Bruce Simpson at Aardvark has stumbled on the ultimate solution for stopping Julian Assange and Wikileaks.
The US government has a problem, a big problem.
Some little Aussie upstart by the name of Julian is telling all their secrets to an eager world.
He’s dumped hundreds of thousands of supposedly confidential communiques onto the internet and the US administration seem powerless to stop him.
Sure, they’ve exerted pressure on the likes of PayPal and MasterCard in an attempt to choke off the supply of money. They’ve recruited the patriotic support of Amazon to throw him out of their cloud, and they’ve even managed to coerce the English and Swedish authorities into arresting him on some allegations of sexual offending.
But so far, all this has proven is that the US government is completely incapable of reigning in the actions of Mr Assange and the Wikileaks organisation.
I think it’s time they called in the big guns.
And, when you consider how many people have been hung, drawn and quartered by the US justice system for allegedly downloading the occasional $1 music track, I think we know exactly who to call.
Heh…I can see where this is going.
The RIAA/MPAA consortium has been able to achieve things that nobody else in the world has.
They’ve been able to accuse people of crimes and then, with little more than anecdotal evidence, have those people hit with astoundingly high fines and penalties which far exceed the seriousness of their alleged crimes.

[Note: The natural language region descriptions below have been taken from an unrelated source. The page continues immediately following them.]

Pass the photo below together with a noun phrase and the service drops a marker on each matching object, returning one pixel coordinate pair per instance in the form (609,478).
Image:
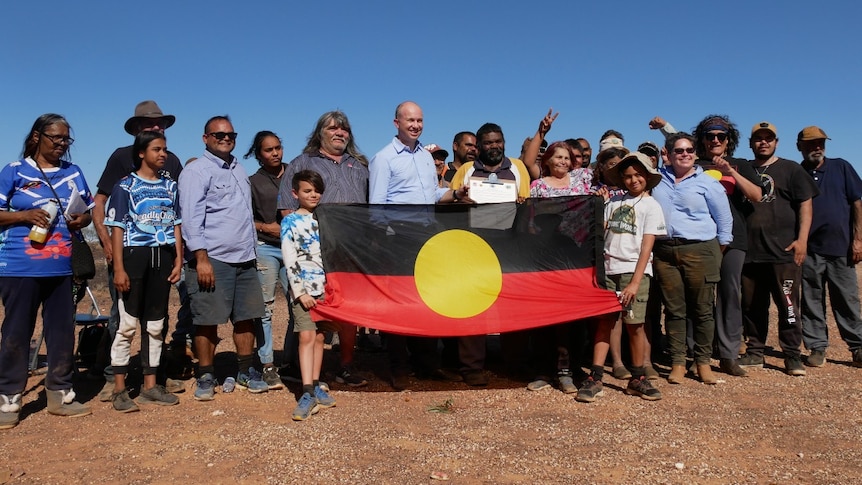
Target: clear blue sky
(279,65)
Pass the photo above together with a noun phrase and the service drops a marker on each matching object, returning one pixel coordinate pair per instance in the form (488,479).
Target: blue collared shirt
(696,208)
(400,176)
(215,199)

Surely, if they put the RIAA/MPAA in charge of handling the thorny issue of Assange, he’d already be rendered powerless and enjoying a little waterboarding in an off-shore US prison somewhere.
I mean, just look at this case and you’ll see what I mean.
The recording and movie industry has managed to extract such incredible protection from the US government that it is surely now the most powerful “anti-evil” force in the land and thus, the perfect group to scuttle Assange’s attempts to release material that must surely be *copyrighted*, by dint of having already been published to a select few within government.
Ironic isn’t it. For exactly the same reasons as the recording industry can’t stop file sharing Wikileaks is destined to continue. Simon Power should take note in his bizarre attempts to control the internet.